Hill and Morley first became acquainted with each other when they were in high school — Morley was a senior when Hill was a freshman — and have occasionally competed against one another in national events. While the two aren’t particularly close, watching someone she knows have success at such an elite program has helped give Hill confidence she too could thrive with the Buffaloes.
“I’ve always looked up to (Morley) and her hard work,” Hill said. “It definitely makes me feel good that somebody that I’ve competed against found success there.”
Plenty of athletes would call Perrin’s first three years at Colorado a success. He won the Colorado State Invitational during his sophomore cross country season, broke the four-minute barrier in the mile in his sophomore track season — becoming just the third Montanan to ever do so — and lodged a pair of top-10 finishes in the 1,500-meters at the Pac-12 Conference championships.
But it wasn’t good enough for the one person who mattered most.
“It’s a total mind game,” Perrin said of his chosen sport. “For the first three years, I was having all right success but I really wasn’t doing what I wanted to and I wasn’t enjoying it that much … It’s one of those sports where it’s so up and down and you have to put so much into it. It’s exhausting.”
To help make the choice at his personal crossroads, Perrin asked himself a question he suggested other athletes consider as they go through the recruitment process.
“My biggest question was: If I was to have a career-ending injury would I still enjoy going to school there? And with Boulder, yeah, that was definitely a big factor.”
Curiously enough, Perrin said it actually was an injury during the indoor track season in 2017 that turned his career around when, at the Husky Classic in Seattle, he fell at the start of the 3,000-meter race and broke his wrist.
“They called it back and I was still able to get in and run and I had a huge PR (personal record) in the event,” Perrin said. “That was a super pivotal point.”
Perrin wore a splint the remainder of his junior season and earned All-America honors in the indoor mile at NCAA Championships, finishing 15th in 4:03.48. He followed that up with arguably the single biggest achievement of his career in the 2017 outdoor season, winning the Pac-12 Conference championship in the 5,000-meters and later becoming an All-American in that event, too.
“Running is so much more enjoyable when you can see improvements,” he said. “There’s really nothing fun about running cross country and track, at least in my perspective, I don’t have a lot of fun with it if I’m not competing. It was a lot more fun being able to compete with those guys up front.”
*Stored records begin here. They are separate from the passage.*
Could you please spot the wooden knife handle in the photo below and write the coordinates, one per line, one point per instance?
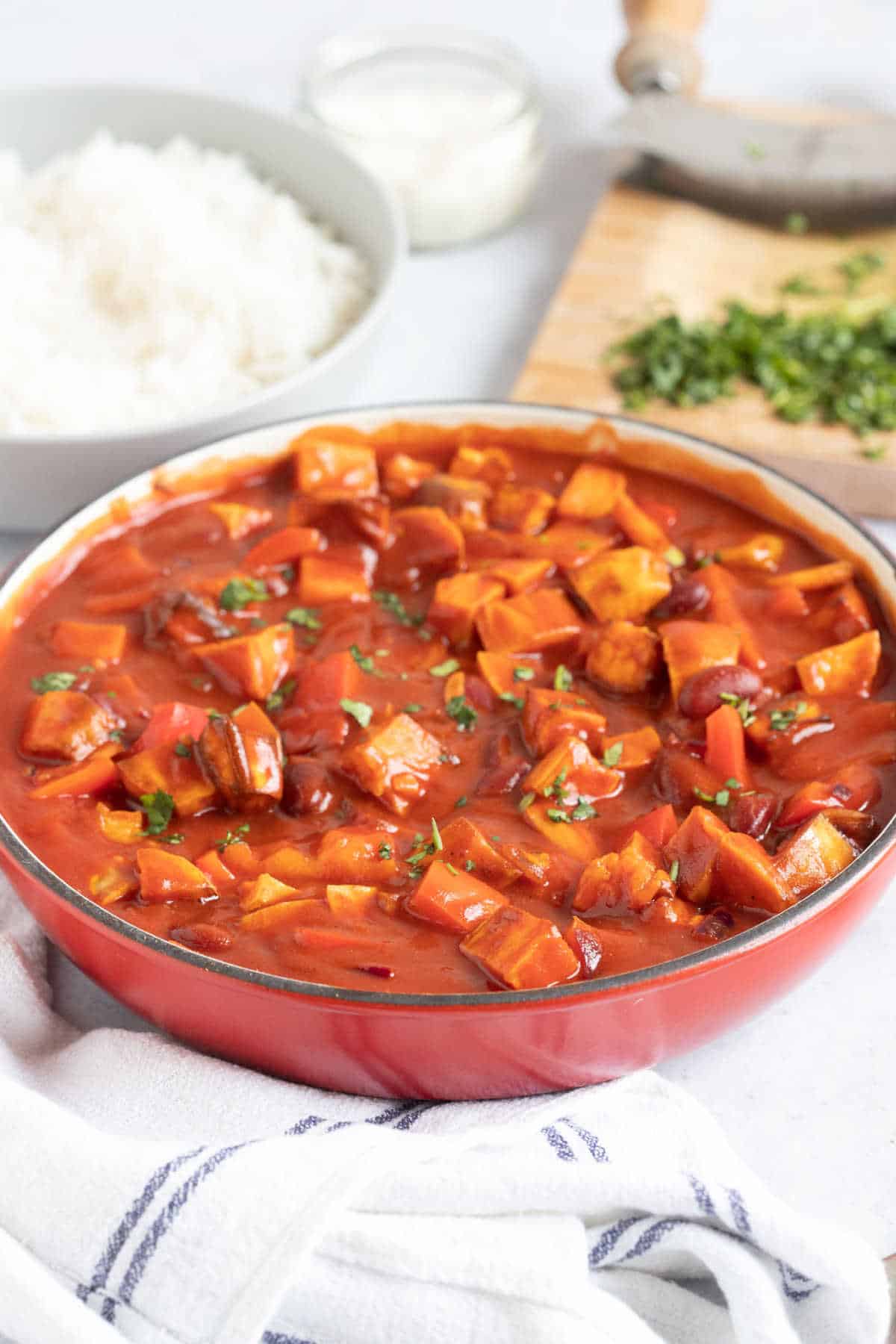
(660, 53)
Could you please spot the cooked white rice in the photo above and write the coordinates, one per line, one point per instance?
(141, 285)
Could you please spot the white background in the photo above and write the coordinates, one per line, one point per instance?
(808, 1093)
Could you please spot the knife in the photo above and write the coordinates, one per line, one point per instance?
(832, 167)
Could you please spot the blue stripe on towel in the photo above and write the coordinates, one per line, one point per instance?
(590, 1140)
(609, 1239)
(559, 1144)
(128, 1223)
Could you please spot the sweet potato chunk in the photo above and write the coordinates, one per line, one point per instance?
(94, 774)
(403, 475)
(465, 502)
(570, 836)
(454, 900)
(623, 656)
(812, 856)
(120, 827)
(551, 717)
(426, 541)
(462, 840)
(264, 892)
(455, 603)
(762, 551)
(334, 472)
(622, 585)
(638, 526)
(529, 621)
(521, 508)
(90, 643)
(570, 773)
(168, 877)
(520, 951)
(395, 764)
(240, 519)
(250, 665)
(695, 847)
(282, 547)
(161, 771)
(328, 578)
(519, 576)
(585, 941)
(625, 882)
(66, 726)
(482, 464)
(692, 647)
(366, 856)
(842, 668)
(243, 764)
(633, 750)
(591, 492)
(747, 877)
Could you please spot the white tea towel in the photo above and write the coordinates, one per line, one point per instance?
(152, 1194)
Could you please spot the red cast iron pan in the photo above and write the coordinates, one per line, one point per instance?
(477, 1045)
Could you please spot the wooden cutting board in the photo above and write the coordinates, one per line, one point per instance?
(642, 255)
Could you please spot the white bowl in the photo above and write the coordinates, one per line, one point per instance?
(43, 476)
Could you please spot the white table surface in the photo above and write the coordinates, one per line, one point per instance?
(808, 1092)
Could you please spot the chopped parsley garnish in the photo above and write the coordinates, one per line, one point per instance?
(561, 679)
(781, 719)
(361, 712)
(231, 838)
(304, 616)
(742, 705)
(722, 797)
(857, 268)
(279, 698)
(159, 808)
(795, 222)
(240, 593)
(393, 604)
(364, 662)
(53, 682)
(462, 712)
(833, 366)
(445, 668)
(517, 702)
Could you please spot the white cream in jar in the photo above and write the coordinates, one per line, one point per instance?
(449, 121)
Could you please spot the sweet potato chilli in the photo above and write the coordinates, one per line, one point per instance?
(438, 710)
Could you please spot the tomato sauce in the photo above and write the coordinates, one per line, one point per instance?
(435, 712)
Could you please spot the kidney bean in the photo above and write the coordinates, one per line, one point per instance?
(688, 594)
(714, 925)
(307, 786)
(700, 694)
(203, 937)
(751, 813)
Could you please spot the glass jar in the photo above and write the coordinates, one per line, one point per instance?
(452, 121)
While he would miss out on All-America finishes in the indoor and outdoor seasons in 2018, Perrin was a point scorer in multiple events for the Buffaloes at the Pac-12 championships in the spring (2nd in the 5K, 5th in the 10K) and left a mark on the Colorado program and its venerable leader.
“He was a very useful runner for us over multiple events and a great guy, well-liked and respected,” Wetmore said. “We already miss him.”